Related: Tribune to Explore Strategic Alternatives

With Monday’s announcement that it had hired advisors to examine strategic alternatives to improve its stock price, Tribune Media has opened the door to the possibility of spinning off or even selling its TV stations.

“All options are on the table right now,” says Paul Sweeney, an analyst at Bloomberg. “When you hire advisors, make a public opinion, it suggests (they’ll weigh) all offers.”

The company’s stock has “really underperformed,” Sweeney says, as it is down around 45%. “Investors are uncertain about the strategy for growing the business. The company has been under pressure.”

Tribune has a diverse portfolio of assets, including cable network WGN America and digital operations such as online job site CareerBuilder, but “the real value of the company is in the TV stations,” Sweeney says. Tribune Broadcasting, with 42 owned or operated local stations reaching over 50 million households, is one of the country’s biggest station groups. While TV revenues, at $464 million, were down 3.4% from the prior year quarter, that’s mostly a result of 2015 being a non-election year.

Investors prefer a greater focus, Sweeney says, meaning Tribune might look at becoming a pure-play TV group or just a cable group rather than “all things to all people.” The announcement Monday puts the process in motion for Tribune, giving it flexibility to think about spinning off or selling different things while providing potential buyers an opportunity to look at different aspects of the company.

“I don’t necessarily see them selling broadcast stations now,” says Larry Patrick, founder and managing partner, Patrick Communications. “I don’t think you kill the cash cow. You sell some of the other stuff.”

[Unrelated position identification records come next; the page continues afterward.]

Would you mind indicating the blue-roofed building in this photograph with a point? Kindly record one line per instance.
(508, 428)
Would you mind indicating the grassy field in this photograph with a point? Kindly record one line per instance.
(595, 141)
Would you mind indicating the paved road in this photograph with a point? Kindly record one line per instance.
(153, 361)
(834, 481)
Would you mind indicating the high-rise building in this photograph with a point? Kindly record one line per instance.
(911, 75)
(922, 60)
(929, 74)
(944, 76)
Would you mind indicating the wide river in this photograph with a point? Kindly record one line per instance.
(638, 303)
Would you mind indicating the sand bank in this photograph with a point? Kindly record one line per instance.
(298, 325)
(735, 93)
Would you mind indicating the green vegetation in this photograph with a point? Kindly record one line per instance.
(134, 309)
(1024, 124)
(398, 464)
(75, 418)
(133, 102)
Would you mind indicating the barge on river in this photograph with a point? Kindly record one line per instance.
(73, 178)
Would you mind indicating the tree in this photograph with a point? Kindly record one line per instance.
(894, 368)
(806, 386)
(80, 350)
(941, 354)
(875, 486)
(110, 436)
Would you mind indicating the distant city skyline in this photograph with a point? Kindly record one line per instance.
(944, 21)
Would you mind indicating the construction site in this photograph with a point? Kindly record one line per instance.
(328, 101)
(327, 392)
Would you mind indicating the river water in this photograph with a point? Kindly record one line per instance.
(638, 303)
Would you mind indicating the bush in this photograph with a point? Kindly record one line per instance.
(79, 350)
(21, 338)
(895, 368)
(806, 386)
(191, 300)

TV is after all still immensely profitable, as evidenced by its $464 million of reported TV revenue this past quarter. Patrick thinks it is more likely Tribune sells or spins off other assets, like digital.

Separating broadcasting and publishing assets has been a trend of late. Tribune in August 2014 spun off major daily newspapers like the Chicago Tribune and Los Angeles Times into Tribune Publishing. Tegna, for instance, is the result of Gannet’s recent split of its publishing and broadcast businesses. Even more recently, Nexstar agreed to acquire Media General; the months-long pursuit concluded with Media General ending its merger agreement with Meredith, which played up its publishing and digital assets, in favor of the pure-play broadcast company with Nexstar.

Tribune has in some ways two companies of TV stations: its longtime stations consisting of a lot of big-market CW stations and few Fox affiliates and the middle- and small-market big four affiliate stations it has acquired along the way. “It’s sort of two companies there that have been blended together,” Patrick says.

Those big-market stations include all five of the top DMAs — CW affiliates in New York City, Los Angeles, Chicago and Dallas and a MyNetworkTV in Philadelphia.

“Assets like these don’t come the market very often,” Sweeney says. “It might be a good time to test the waters.”

That might mean the spectrum auction. Tribune could start to get out of the TV business by selling in the auction, or, perhaps more likely, Patrick says, selling some of the lucrative big-market airwaves and either channel share or just keep the money.

“I expect them to be players in the auction and come out with a big pocket full of change,” Patrick says. “If they sell the big stuff in the auction, it makes it easier to sell the smaller stuff (later).”